- Deutsche Harmonia Mundi logo
- Parent company: Sony Classical Records
- Founded: 1958
- Genre: Classical music (Early and Baroque music)
- Country of origin: Germany
- Location: Freiburg im Breisgau
- Official website: www.sonyclassical.de

= Deutsche Harmonia Mundi =

German record label; subsidiary of Sony Classical Records

Deutsche Harmonia Mundi is a German classical music record label. It was founded in 1958 by Rudolf Ruby and based in Freiburg, Breisgau. The company was acquired by BMG Music in 1992 and is now part of Sony Music Entertainment. Ruby had Alfred Krings of West German Radio assemble their own house orchestra Collegium Aureum, founded 1964, to perform early music, selecting as leader Franzjosef Maier.

During the war Ruby had been imprisoned as a member of the Kreisau Circle of anti-Nazi resistance, and at a reunion in the 1960s he met fellow resistance member prince Joseph-Ernst Graf Fugger von Glött who invited him to use the Fugger castle, Schloss Fugger, in Kirchheim in Schwaben for his concerts and recordings. The connection with the Fugger family continued through the "Music of the Fuggers" recording made for DHM by Anthony Rooley.

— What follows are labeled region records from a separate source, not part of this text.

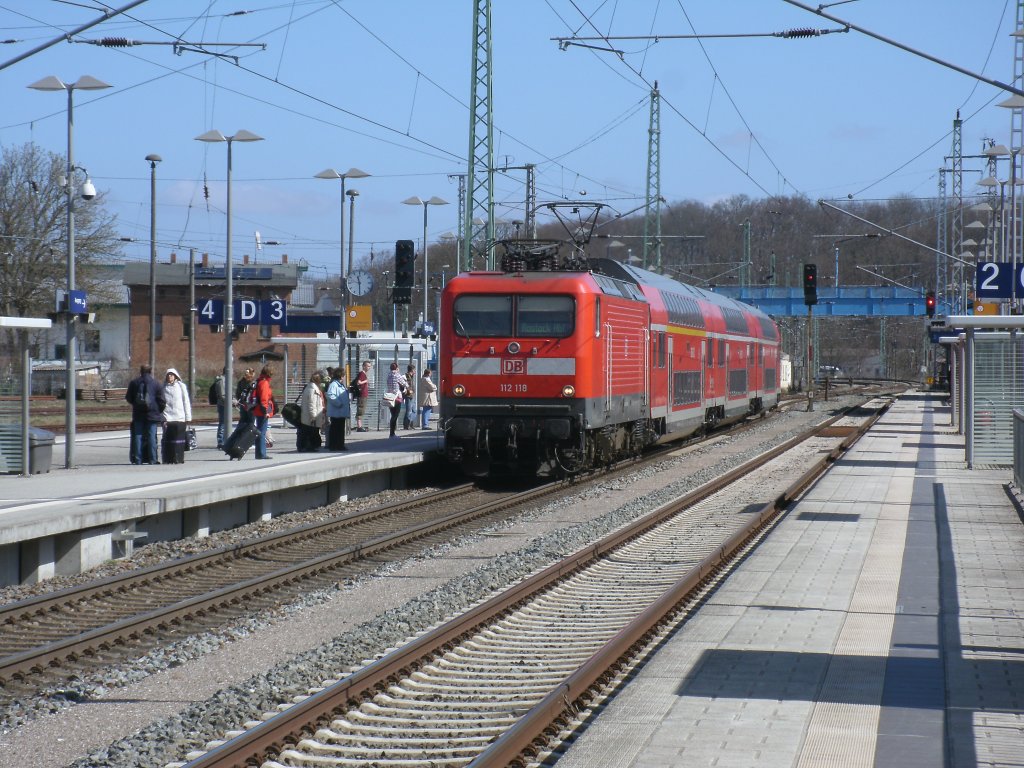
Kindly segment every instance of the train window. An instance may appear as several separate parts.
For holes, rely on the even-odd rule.
[[[511,296],[460,296],[455,300],[453,326],[459,336],[512,335]]]
[[[516,336],[564,339],[575,330],[575,302],[571,296],[520,296]]]

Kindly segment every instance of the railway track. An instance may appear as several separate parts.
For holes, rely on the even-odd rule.
[[[162,643],[364,575],[486,525],[549,485],[470,484],[0,607],[0,706]]]
[[[818,425],[184,760],[189,768],[536,761],[887,407]]]
[[[0,606],[0,707],[364,575],[563,487],[495,495],[463,485]]]

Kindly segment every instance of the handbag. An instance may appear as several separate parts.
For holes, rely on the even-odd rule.
[[[286,402],[281,409],[281,415],[285,421],[297,428],[302,421],[302,408],[297,402]]]

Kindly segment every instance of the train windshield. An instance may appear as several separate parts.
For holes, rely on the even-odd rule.
[[[453,326],[459,336],[564,339],[575,330],[571,296],[460,296]]]
[[[520,296],[516,302],[516,336],[564,339],[574,326],[571,296]]]
[[[455,332],[470,339],[512,335],[511,296],[460,296],[455,300]]]

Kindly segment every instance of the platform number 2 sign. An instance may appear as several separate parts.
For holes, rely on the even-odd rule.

Ruby had distribution deals with his friend Bernard Coutaz of Harmonia Mundi France, until first BASF, then briefly with EMI bought into the label in the late 1980s, before finally selling to BMG in 1992 and retiring in 1993. In his retirement Ruby later founded the smaller Ars Musici label, which was purchased in 2008 by Membran.